Ollie is now a happy, funny and athletic fifteen-year-old who eats like his friends, goes to a mainstream school, and is a fierce competitor on the sports field and running tracks. Thanks to the help of Sydney Children’s Hospital, Randwick, Ollie has been fitted with a running blade and loves to run. He has made it all the way to state championships in cross country - his unwavering determination and lightning speed have earned him the nickname, Blade Boy.
“He's fierce, and courageous, and has a great sense of humour. He's a fabulous competitor and he loves his sport, and is a real team player. He really cares for and has an empathy for a lot of his mates, and people that go through things.”
This brave young man has spent a hefty portion of his childhood in intensive care, and touched so many departments within the hospital, where many pieces of equipment, staff and therapies are funded by the generosity of Sydney Children’s Hospitals Foundation’s Movement of Many.

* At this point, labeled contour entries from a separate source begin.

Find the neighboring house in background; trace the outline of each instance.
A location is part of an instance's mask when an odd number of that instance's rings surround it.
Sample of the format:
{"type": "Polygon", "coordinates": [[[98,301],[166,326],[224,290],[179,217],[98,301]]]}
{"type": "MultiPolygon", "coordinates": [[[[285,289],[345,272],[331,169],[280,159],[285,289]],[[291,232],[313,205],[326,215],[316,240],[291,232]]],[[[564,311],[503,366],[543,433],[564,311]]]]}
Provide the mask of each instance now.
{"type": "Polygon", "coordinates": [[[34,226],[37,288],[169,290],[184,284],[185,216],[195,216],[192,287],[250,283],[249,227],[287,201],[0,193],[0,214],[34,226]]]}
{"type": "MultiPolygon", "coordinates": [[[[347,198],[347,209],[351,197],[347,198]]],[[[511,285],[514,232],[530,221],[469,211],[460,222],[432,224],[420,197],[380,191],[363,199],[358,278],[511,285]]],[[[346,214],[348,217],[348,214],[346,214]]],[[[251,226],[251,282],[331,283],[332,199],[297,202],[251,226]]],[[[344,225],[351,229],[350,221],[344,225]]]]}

Ollie has received care from so many different specialist teams within the hospital, he truly does represent all 158,000 children cared for every year. Today, you wouldn’t know by Ollie’s infectious grin just how much he has been through.
“If you have kids you love, you want to know that if they get sick, the clever people at the hospital have the tools, techniques, machines, and staff they need to fix them. For us, that’s been a gift we’ll never be able to repay. The hospital has given Ollie to us – beautifully healed and ready for life.”
Ollie is an inspiration to all of us. Stories like his are what drives all the incredible work Sydney Children’s Hospitals Foundation does every day. As one of the largest and most trusted kids’ health charities in the country, SCHF raises funds to help provide all children with access to the best possible healthcare, whenever and wherever they need it.